Emeline came to sit on the ground beside the makeshift bed. She wiped away the tears and blinked back her own wretchedness. “Poor Maud. Poor Ralph I’m so sorry. If only I could get out, I could buy such things tomorrow, and come back to help.”

“They patrols,” Ralph said. “Night and day both. But now at least she has water to drink,” he sniffed, clasping Maud’s hand a little tighter, “She hasn’t long, I reckon, then she’ll be with our little Dickon. She were so sad, my poor wife, to lose her babe bare four days old. To carry a little one for all them months, and feel its squirming and its little toes kicking and that lovely big warmth inside, and then to bring him into the big bright world only to lose him forever.
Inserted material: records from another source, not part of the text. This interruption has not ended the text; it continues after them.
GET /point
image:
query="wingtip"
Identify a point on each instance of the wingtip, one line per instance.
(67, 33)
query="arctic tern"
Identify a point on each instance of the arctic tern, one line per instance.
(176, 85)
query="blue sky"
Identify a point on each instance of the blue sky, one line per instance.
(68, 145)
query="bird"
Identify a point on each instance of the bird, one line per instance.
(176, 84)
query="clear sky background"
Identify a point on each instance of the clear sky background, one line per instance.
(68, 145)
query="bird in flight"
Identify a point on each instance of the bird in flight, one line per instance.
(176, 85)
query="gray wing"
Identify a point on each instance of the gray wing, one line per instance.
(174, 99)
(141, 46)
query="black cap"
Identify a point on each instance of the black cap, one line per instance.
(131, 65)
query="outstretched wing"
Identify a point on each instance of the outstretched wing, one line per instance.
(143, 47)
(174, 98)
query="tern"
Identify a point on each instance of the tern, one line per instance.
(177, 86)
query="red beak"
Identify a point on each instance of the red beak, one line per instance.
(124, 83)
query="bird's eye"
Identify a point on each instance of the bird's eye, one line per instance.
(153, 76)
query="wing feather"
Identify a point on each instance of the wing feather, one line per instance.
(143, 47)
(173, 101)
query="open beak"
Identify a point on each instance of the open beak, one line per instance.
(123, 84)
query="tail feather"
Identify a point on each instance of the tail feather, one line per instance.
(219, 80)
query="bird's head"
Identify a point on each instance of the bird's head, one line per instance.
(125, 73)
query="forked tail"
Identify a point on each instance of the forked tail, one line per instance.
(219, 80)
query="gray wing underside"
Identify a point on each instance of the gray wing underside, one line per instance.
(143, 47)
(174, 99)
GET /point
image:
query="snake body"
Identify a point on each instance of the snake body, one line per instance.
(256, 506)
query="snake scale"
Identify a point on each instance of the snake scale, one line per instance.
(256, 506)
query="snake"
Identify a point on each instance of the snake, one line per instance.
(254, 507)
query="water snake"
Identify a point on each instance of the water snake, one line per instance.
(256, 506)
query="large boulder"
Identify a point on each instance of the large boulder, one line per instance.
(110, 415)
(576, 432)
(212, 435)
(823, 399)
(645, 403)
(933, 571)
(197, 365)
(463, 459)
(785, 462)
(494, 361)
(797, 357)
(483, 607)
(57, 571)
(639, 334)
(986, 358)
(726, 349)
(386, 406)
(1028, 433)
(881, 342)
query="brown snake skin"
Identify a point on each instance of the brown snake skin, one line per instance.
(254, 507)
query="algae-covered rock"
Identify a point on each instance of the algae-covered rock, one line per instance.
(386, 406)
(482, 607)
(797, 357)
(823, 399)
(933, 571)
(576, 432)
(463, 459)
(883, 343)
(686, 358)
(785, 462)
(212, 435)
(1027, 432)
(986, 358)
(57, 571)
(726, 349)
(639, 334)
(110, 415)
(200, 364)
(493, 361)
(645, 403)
She told me often how it was. All for nothing. It isn’t right. She wanted a little girl, and me, I wanted a son. But all we got were the pestilence and pain enough to die thankful in the end. Is there more pain, d’you think, in Purgatory? She’s had enough, my dear girl, and don’t deserve no more.”

“I’m sure,” Emeline said softly, “she will find only comfort, and her baby waiting, and no more pain forever and ever.”

“That’s good, then,” Ralph said, his frowns softening. “I’ll let her go, and be happy for her, and I’ll pray for her all the day until I goes to join her.” Emeline started crying again and Ralph hung his head “’Tis my fault,” he muttered. “You should kill me for it, though I’m dying anyways. I just wanted the water, for my Maud cried so pitiful for thirst. But when I couldn’t carry the bucket, so I thought of my dear heart and cared nothing for you, lady. I shouldn’t have let you near me, and told the truth to you from the start. It were wrong, and I’m so sorry. But there’s nort now I can do for it.”

Maud Cole began to wail. Her moans turned to howls, and she opened her eyes. Her lower lids ran with blood. Ralph had a cloth, already badly soiled, and he wiped away the trails and trickles and the bloody tears, and whispered to her that he was near, and would hold her if she wished. But she tried to shake her head, choking on her own pain. Ralph licked a corner of the cloth and started to clear the crusts from her nostrils, helping her to breathe. He looked over at Emeline. “She has two great black lumps in her armpits, you see,” he said. “And when she moves, they hurts so bad, ’tis like the devil’s pinch. And there’s another down in the soft part of her leg, and it pains more than all the rest. I tried to touch it once, to put on a slave I thought might help. But she screamed, for just the touch of a finger. When she gave birth to our little Dickon, she grunted and no more, for she’s always been a brave lass. But with this, it’s different. The pain’s too strong.”